METRIZATION
We start with a metrizable topological space. There are many equivalent axiomatizations of a metrizable topology; e.g., see Kelley. Perhaps the easiest way to visualize a metrizable topology is to consider that one was given a metric space but that he lost his notes in which the exact form of the metric was written down. Thus one knows that he can do everything that he could in a metric space, if only he can figure out how.
The “figuring out how” is by no means trivial. Here, it will be assumed that a cumulative probability distribution has been obtained on the space by one of the standard methods; bird in cage,[11] Munroe I,[12] Munroe II,[13] ordering (see Halmos[14] or Kelley[15]). This cumulative probability distribution is a function on X onto the interval [0,1] of real numbers. The inverse of this function, which exists by the Radon Nikodym theorem, provides a mapping from the real interval onto the non-trivial portion of X. This mapping induces all of the pleasant properties of the real numbers on the space X: topological, metric, and ordering.
Actually, it turns out that, especially if the dimensionality of the space is greater than one, the foregoing procedure not only provides one metrization, but many. Indeed, this lack of uniqueness is what makes the procedure exceedingly difficult. Only by imposing some additional conditions that result in the existence of a unique solution, does the problem become tractable.
We choose to impose the additional condition that the resulting metric space be a Euclidean geometry with a rectangular coordinate system.

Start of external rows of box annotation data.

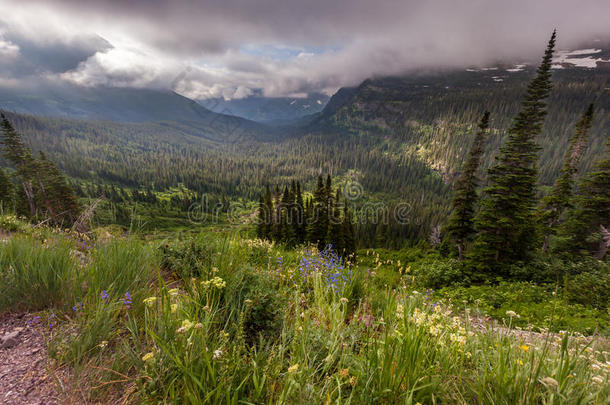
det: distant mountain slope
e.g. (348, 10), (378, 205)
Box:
(198, 93), (330, 123)
(304, 61), (610, 184)
(0, 84), (273, 142)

Even this always does not yield uniqueness, but we will show the additional restriction that will guarantee uniqueness after the necessary language is developed. Since all metrizations of a given metrizable topology are isomorphic, in the quotient class the orthogonal Euclidean geometry serves the purpose of being a convenient representative of the unique element resulting from a given metrizable topology.
Furthermore, the same comment applies to the use of a Gaussian distribution as the probability distribution on this orthogonal Euclidean geometry. Namely, the random Gaussian distribution on an orthogonal Euclidean geometry is a convenient representative member of the equivalence class which maps into one element (stochastic space) of the quotient class.